Bear in mind that many of these effects are essentially dependent on length of conductor involved and fragility of the equipment in question. A longer conductor will tend to have more current induced in it (hence the vulnerability, as it mentioned in the report, of long transmission lines to damage, including, you'll note, buried cables) and a larger conductor will have less resistance, allowing larger, potentially destructive, currents to flow. That's probably why compressor motors, like refrigerator/freezers, took some damage in their testing: in most houses, those are the strongest motors, which can be loosely correlated to the size of wire in the motor for a given voltage. Most household devices that aren't connected to an antenna -- a widget whose sole purpose is to suck down radio-frequency energy -- will survive an EMP with no more damage than a possible need to restart it.
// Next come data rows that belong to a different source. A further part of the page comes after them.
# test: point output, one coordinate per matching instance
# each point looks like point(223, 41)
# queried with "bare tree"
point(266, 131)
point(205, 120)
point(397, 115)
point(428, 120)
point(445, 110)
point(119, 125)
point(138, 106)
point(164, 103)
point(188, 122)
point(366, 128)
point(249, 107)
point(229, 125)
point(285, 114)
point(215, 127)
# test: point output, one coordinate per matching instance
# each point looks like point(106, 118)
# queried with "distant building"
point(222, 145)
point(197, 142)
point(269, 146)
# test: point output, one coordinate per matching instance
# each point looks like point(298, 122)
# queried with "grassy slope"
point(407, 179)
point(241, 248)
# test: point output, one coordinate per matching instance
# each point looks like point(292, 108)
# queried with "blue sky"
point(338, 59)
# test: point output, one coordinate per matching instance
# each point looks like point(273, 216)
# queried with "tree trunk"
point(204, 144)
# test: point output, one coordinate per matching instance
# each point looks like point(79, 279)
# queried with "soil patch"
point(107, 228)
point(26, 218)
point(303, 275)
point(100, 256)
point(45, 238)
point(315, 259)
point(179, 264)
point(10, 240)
This isn't a high-probability event, either. To get a wide-area EMP, like the "70% of US power infrastructure" the report discusses, you'd need to detonate a high-yield device in the upper atmosphere, which means needing not only a decent-sized nuclear weapon, but a reliable, high-payload missile with the legs to put the device in the ionosphere over the Eastern U.S. That's an engineering feat *far* beyond anyone but France, the UK, the US, Russia, and China. None of those (tinfoil hattery about the latter two notwithstanding) is at all likely to try and drop a nuke on us. North Korea can't even get a medium-range Taepo Dong-2 off the pad and in the air for more than about two minutes before they auger in or blow up, much less toss a high-yield device another several thousand miles and have it go off in the upper atmosphere.
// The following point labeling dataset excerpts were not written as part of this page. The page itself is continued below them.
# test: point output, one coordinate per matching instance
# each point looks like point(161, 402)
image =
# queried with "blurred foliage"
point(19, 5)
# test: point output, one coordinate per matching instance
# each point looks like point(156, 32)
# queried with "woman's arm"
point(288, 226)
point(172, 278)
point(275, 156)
This report, while it makes some useful conclusions, has an agenda: if a panel of distinguished folks whose job function is to figure out the threat of EMP attack on the US comes back and says, "Nope, this is pretty unlikely to happen on a nationwide scale, so let's just get some broad generic plans for local or small regional effects in case some bampot *does* actually set off a truck-nuke in downtown Peoria," they're going to look like fools to the people who paid for the study.